A. Barrón, Filomeno Cerda, Luis Koch and Rosa Landaeta owned sulfur deposits on Tacora in 1897, and sulfur processing plants were installed in 1888 and 1900 close to Tacora. Several companies mined in the region, which later were sometimes taken over by foreign corporations. A number of mines were active on Tacora volcano, with much of the mining infrastructure being present on the upper northwestern slopes of the mountain; this infrastructure includes cableways, offices, workers' camps and treatment plants both on the mountain and on its foot. The deposits were named Aguas Calientes, Ancara, Chislluma, Santa Elena and Villa Industrial, and the total sulfur ore deposits of Tacora in 1952 were estimated to be 2,000,000 t at a minimum; in 1922 Tacora was considered the most important sulfur deposit of the Andes.

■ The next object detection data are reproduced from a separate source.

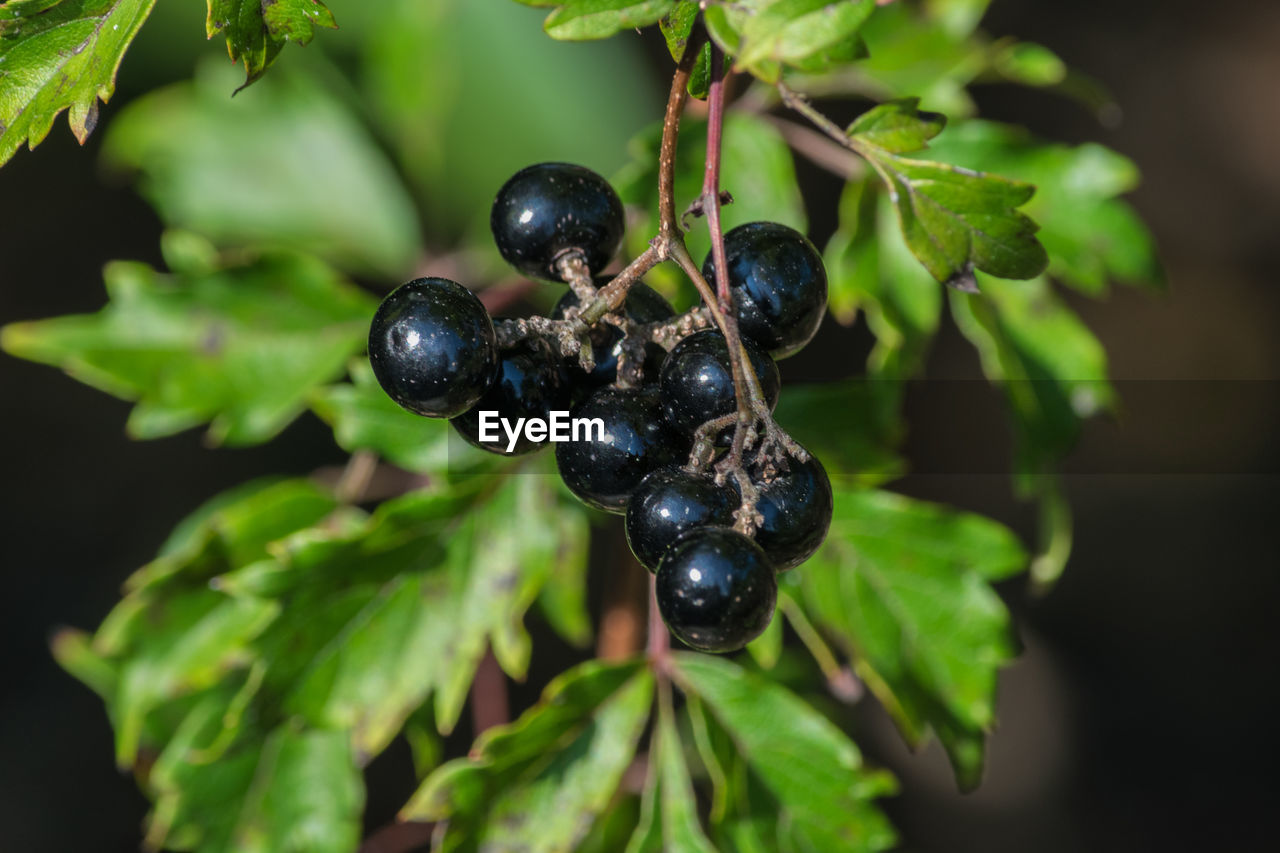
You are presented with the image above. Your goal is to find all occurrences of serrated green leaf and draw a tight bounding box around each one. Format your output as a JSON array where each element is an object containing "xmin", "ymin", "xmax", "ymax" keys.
[
  {"xmin": 746, "ymin": 601, "xmax": 782, "ymax": 670},
  {"xmin": 363, "ymin": 0, "xmax": 664, "ymax": 239},
  {"xmin": 311, "ymin": 359, "xmax": 461, "ymax": 474},
  {"xmin": 673, "ymin": 648, "xmax": 895, "ymax": 852},
  {"xmin": 951, "ymin": 278, "xmax": 1115, "ymax": 481},
  {"xmin": 147, "ymin": 717, "xmax": 365, "ymax": 853},
  {"xmin": 649, "ymin": 702, "xmax": 716, "ymax": 853},
  {"xmin": 102, "ymin": 63, "xmax": 421, "ymax": 275},
  {"xmin": 992, "ymin": 41, "xmax": 1066, "ymax": 86},
  {"xmin": 538, "ymin": 493, "xmax": 591, "ymax": 648},
  {"xmin": 823, "ymin": 178, "xmax": 942, "ymax": 376},
  {"xmin": 0, "ymin": 0, "xmax": 155, "ymax": 165},
  {"xmin": 845, "ymin": 97, "xmax": 947, "ymax": 154},
  {"xmin": 401, "ymin": 661, "xmax": 653, "ymax": 850},
  {"xmin": 855, "ymin": 3, "xmax": 988, "ymax": 118},
  {"xmin": 108, "ymin": 587, "xmax": 280, "ymax": 767},
  {"xmin": 658, "ymin": 0, "xmax": 701, "ymax": 63},
  {"xmin": 0, "ymin": 252, "xmax": 374, "ymax": 444},
  {"xmin": 849, "ymin": 133, "xmax": 1048, "ymax": 289},
  {"xmin": 205, "ymin": 0, "xmax": 338, "ymax": 88},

Transport of sulfur occurred through a dedicated railroad down to Villa Industrial on the Arica-La Paz railway, which served the further transport of the sulfur to Arica, from where it was shipped to all of South America; only after the opening of this railway in 1913 was it possible to use the Tacora deposits to the fullest extent. It is worth noting that the 1929 border treaty between Peru and Chile had explicitly placed Tacora's sulfur deposits entirely within Chilean territory.

The workforce of the Tacora mines was largely indigenous in origin, seeing as only indigenous people were used to the extreme climate conditions on the upper slopes of Tacora. The mining operations also played an important political-cultural role, as they exemplified the imposition of a new, modern culture onto the region.

== Mythology ==

The religious worship of mountains is widespread in the Central Andes. In local belief, Tacora and Sajama were two mountains in competition for two women (the Nevados de Payachata). Depending on the specific myth either the two women drove Tacora off and removed the top of the mountain, or Sajama did and injured Tacora; Tacora subsequently fled, shedding blood and a piece of its heart.

== Botanics ==

The Astragalus species Astragalus tacorensis is named after the volcano, which is its type locality. The flowering plant Pycnophyllum macropetalum likewise has its type locality at Tacora.